Gerhard Maximiliaan van Rechteren (1744-1782), zoon van Jacob Hendrik, werd in 1770 wegens de havezate Westerveld toegelaten tot de Staten van Overijssel. Hij vertrok echter in 1781 naar Utrecht waar hij een jaar later overleed. De havezate kwam nu weer aan zijn vader, die het huis terstond doorgaf aan zijn andere zoon, Rudolf Christiaan. Deze gebruikte Westerveld om toegang te krijgen tot de Ridderschap, wat hem aanvankelijk niet lukte maar uiteindelijk in 1785 alsnog voor elkaar kreeg.
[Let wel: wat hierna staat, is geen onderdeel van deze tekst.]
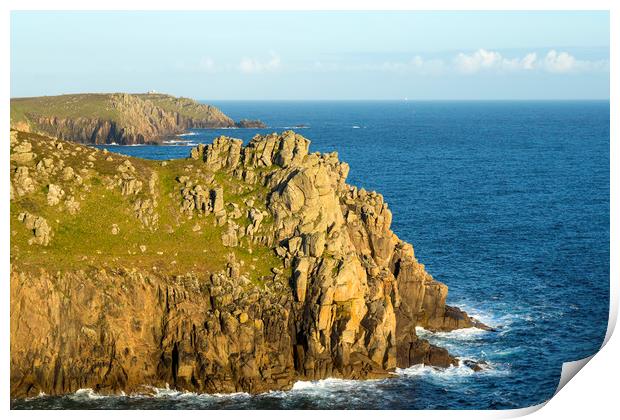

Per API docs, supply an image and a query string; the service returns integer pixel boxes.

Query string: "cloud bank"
[239,51,282,73]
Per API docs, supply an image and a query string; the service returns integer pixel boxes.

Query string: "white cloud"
[198,57,217,73]
[453,48,609,74]
[239,52,281,73]
[453,48,537,74]
[308,48,609,76]
[542,50,609,73]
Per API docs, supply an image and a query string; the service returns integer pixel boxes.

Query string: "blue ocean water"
[13,101,609,409]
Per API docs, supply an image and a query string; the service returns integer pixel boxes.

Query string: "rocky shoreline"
[10,131,488,398]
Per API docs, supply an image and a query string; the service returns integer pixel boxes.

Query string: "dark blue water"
[15,101,609,409]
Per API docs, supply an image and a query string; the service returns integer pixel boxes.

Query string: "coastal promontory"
[11,93,266,144]
[10,130,484,398]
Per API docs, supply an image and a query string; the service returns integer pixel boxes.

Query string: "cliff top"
[11,93,265,144]
[10,127,488,397]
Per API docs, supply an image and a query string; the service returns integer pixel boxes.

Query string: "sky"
[11,11,610,100]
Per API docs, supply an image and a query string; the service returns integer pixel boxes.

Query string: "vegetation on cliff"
[10,131,484,397]
[11,93,264,144]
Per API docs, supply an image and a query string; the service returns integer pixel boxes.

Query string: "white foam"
[71,388,106,400]
[416,327,490,341]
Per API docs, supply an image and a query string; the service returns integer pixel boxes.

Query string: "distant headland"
[11,92,266,144]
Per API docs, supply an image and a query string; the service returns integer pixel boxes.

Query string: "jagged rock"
[11,142,35,164]
[13,166,34,196]
[10,132,481,397]
[62,166,75,181]
[65,195,80,215]
[210,187,224,213]
[11,93,245,144]
[222,220,239,247]
[18,212,52,246]
[47,184,65,206]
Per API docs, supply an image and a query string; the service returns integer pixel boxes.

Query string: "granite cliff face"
[11,93,264,144]
[11,131,486,398]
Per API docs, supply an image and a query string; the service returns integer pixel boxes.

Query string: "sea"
[11,101,610,409]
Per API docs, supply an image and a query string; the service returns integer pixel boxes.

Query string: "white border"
[0,0,620,419]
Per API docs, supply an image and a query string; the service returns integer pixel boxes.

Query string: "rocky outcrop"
[11,131,484,397]
[11,94,264,145]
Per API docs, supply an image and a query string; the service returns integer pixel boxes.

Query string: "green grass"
[10,133,283,285]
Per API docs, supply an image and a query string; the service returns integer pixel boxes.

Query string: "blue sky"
[11,11,609,100]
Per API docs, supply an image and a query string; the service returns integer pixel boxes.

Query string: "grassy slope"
[135,93,223,119]
[11,93,119,121]
[11,93,235,129]
[11,133,282,283]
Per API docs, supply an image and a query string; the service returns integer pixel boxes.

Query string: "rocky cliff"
[11,93,264,144]
[10,131,485,397]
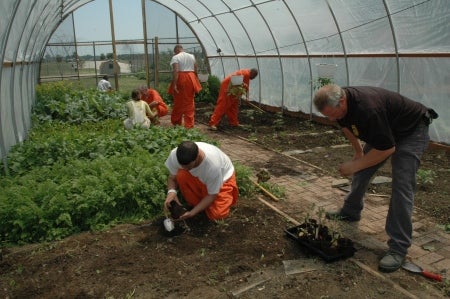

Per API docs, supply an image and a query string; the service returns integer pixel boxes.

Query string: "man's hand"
[178,211,195,220]
[339,161,356,176]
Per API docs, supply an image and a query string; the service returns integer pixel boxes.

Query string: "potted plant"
[285,208,356,262]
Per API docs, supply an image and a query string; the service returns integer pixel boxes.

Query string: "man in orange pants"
[164,141,239,220]
[168,45,202,128]
[209,69,258,130]
[139,86,169,124]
Rudolf Christiaan trouwde in 1785 met Anna Elisabeth van der Capellen (†1839), dochter van de patriot Johan Derk van der Capellen. Dankzij haar kreeg hij nu de beschikking over diverse havezaten en kastelen, zoals Wittenstein, Ahnem en het Gelderse huis Appeltern. In dat laatste huis ging het echtpaar vanaf 1795 wonen.

Afbraak

Rudolf Christiaan van Rechteren stierf in 1812. Vier jaar later verkochten de erfgenamen het huis Westerveld ter afbraak, maar de bijbehorende goederen bleven in de familie Van Rechteren. Weduwe Anna overleed in 1839 en bij de verdeling van de erfenis een jaar later kwam het goed Westerveld bij de kinderen van haar dochter Johanna terecht. Die verkochten het in 1858 aan Reint Hendrik baron de Vos van Steenwijk (†1875). Zijn nazaten behielden de goederen van Westerveld tot 1937 en verkochten toen alles aan Reyer Frank Knol.

Beschrijving

De havezate Westerveld was een van de grootste in Salland. In 1675 werd de havezate voor het haardstedengeld aangeslagen voor vijftien haardsteden en twee ovens.
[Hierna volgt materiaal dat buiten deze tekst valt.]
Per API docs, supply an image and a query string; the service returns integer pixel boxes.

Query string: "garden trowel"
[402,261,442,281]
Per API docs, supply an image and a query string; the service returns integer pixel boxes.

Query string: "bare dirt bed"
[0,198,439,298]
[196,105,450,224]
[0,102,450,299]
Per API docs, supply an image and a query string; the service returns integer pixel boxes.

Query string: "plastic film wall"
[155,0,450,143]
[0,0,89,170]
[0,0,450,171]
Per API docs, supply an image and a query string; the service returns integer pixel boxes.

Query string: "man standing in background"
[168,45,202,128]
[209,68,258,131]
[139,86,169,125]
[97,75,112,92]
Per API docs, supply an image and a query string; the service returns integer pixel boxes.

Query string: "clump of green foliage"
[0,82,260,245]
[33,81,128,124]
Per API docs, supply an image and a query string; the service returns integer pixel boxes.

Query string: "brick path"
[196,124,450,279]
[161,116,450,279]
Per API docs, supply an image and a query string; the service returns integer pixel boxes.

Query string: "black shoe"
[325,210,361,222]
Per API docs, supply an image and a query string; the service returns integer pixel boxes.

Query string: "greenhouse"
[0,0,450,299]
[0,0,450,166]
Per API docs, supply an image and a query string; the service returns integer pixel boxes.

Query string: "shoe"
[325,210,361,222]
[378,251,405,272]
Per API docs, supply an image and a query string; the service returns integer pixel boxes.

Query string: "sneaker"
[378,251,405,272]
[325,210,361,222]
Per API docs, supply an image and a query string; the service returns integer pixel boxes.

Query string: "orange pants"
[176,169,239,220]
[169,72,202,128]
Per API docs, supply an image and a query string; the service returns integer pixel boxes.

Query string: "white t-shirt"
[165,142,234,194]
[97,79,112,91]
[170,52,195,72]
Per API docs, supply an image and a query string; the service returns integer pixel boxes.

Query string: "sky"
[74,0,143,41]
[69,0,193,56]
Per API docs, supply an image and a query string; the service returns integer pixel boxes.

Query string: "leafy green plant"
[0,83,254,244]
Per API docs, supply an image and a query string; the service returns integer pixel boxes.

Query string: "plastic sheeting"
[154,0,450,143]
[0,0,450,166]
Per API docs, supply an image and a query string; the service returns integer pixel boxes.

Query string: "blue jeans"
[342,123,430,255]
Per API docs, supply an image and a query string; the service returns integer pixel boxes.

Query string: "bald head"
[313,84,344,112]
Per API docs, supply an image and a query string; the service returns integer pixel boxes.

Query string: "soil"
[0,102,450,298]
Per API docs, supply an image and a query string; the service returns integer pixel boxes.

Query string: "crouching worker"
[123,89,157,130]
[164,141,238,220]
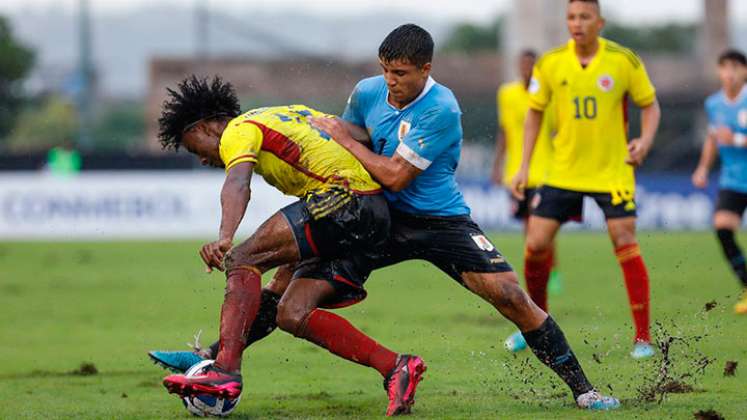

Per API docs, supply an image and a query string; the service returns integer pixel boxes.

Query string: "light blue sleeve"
[342,81,367,127]
[397,107,462,170]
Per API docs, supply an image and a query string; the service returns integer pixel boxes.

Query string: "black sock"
[716,229,747,288]
[210,289,281,359]
[522,316,594,400]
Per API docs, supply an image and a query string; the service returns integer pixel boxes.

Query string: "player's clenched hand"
[625,139,650,166]
[309,117,355,147]
[713,126,734,146]
[511,169,529,200]
[692,167,708,188]
[200,239,233,273]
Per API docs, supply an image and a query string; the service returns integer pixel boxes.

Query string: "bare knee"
[275,299,311,337]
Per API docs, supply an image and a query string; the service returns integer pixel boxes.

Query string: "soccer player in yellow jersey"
[512,0,661,358]
[159,76,424,410]
[491,50,560,352]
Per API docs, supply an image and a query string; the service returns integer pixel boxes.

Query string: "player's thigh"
[607,216,636,248]
[713,189,747,230]
[526,215,561,252]
[225,212,299,272]
[713,210,742,230]
[264,263,296,296]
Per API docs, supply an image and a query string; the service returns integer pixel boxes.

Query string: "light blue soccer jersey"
[705,86,747,194]
[342,76,470,216]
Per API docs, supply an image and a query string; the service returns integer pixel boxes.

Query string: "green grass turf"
[0,232,747,419]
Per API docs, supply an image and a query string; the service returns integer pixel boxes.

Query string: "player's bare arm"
[511,108,544,200]
[625,100,661,166]
[692,133,718,188]
[200,162,254,272]
[313,118,423,192]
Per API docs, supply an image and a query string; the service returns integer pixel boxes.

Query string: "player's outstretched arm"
[692,133,718,188]
[335,117,371,145]
[625,100,661,166]
[200,162,254,272]
[312,118,422,192]
[511,108,544,200]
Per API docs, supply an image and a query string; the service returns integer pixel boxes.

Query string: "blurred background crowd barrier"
[0,0,747,239]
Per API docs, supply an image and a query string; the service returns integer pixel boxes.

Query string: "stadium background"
[0,0,747,418]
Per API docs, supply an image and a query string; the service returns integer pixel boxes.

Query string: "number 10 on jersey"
[573,96,597,120]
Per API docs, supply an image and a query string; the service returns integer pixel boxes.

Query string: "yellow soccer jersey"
[529,38,656,194]
[220,105,381,197]
[497,81,552,188]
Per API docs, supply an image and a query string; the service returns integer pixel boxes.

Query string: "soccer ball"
[182,360,241,417]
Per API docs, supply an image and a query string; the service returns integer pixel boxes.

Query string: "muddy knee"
[275,300,311,337]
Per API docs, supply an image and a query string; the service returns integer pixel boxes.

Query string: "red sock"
[215,267,262,372]
[615,244,651,343]
[299,309,397,376]
[524,249,553,312]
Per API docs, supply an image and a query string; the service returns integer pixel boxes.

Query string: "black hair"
[568,0,602,12]
[718,49,747,66]
[379,23,433,67]
[158,75,241,150]
[519,48,537,59]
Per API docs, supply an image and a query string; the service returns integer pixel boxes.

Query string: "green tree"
[92,102,145,150]
[7,96,80,152]
[442,18,503,53]
[0,16,34,138]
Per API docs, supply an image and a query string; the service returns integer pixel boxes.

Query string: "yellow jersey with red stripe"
[529,38,656,192]
[220,105,381,197]
[497,81,553,188]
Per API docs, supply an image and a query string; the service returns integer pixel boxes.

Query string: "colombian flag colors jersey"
[497,81,553,188]
[220,105,381,197]
[529,38,656,194]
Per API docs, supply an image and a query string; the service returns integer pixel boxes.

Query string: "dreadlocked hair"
[158,75,241,150]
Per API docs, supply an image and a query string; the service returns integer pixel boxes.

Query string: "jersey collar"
[568,36,607,71]
[386,76,436,112]
[721,83,747,105]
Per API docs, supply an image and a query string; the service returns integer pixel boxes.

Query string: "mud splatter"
[70,362,99,376]
[703,300,718,312]
[693,409,724,420]
[724,360,739,376]
[637,322,714,404]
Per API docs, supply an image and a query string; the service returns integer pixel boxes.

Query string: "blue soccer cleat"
[576,389,620,411]
[630,341,655,359]
[148,351,205,373]
[503,331,527,353]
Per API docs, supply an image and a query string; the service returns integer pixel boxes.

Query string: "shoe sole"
[163,379,241,400]
[386,357,428,416]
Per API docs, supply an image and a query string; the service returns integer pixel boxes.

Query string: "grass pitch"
[0,232,747,419]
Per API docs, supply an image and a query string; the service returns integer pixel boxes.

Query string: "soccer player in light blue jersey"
[151,25,620,415]
[692,50,747,314]
[315,24,619,410]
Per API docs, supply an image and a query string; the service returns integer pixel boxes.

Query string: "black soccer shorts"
[511,188,537,220]
[716,189,747,217]
[531,185,636,223]
[280,187,390,261]
[293,210,513,307]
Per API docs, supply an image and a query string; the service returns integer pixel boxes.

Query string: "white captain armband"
[397,143,431,171]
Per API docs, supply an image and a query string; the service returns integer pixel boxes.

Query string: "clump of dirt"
[637,322,714,404]
[70,362,99,376]
[661,381,694,394]
[724,360,739,376]
[703,300,718,312]
[693,409,724,420]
Het hoofdgebouw was U-vormig en telde twee verdiepingen. Op de noordoosthoek stond een grote zeshoekige toren, terwijl op de binnenplaats een slanke (zeshoekige) traptoren stond met een ui-vormig dak. Rondom lag een slotgracht. Aan de oostzijde was de voorburcht met een poortgebouw, eveneens omgracht. Om het gehele complex heen lag een aarden wal.

In 1816 werd Westerveld afgebroken, op het poortgebouw na. Midden 19e eeuw werd een boerderij op het terrein gebouwd. Het poortgebouw is uiteindelijk ook afgebroken, waardoor er niets meer rest dat herinnert aan de voormalige havezate.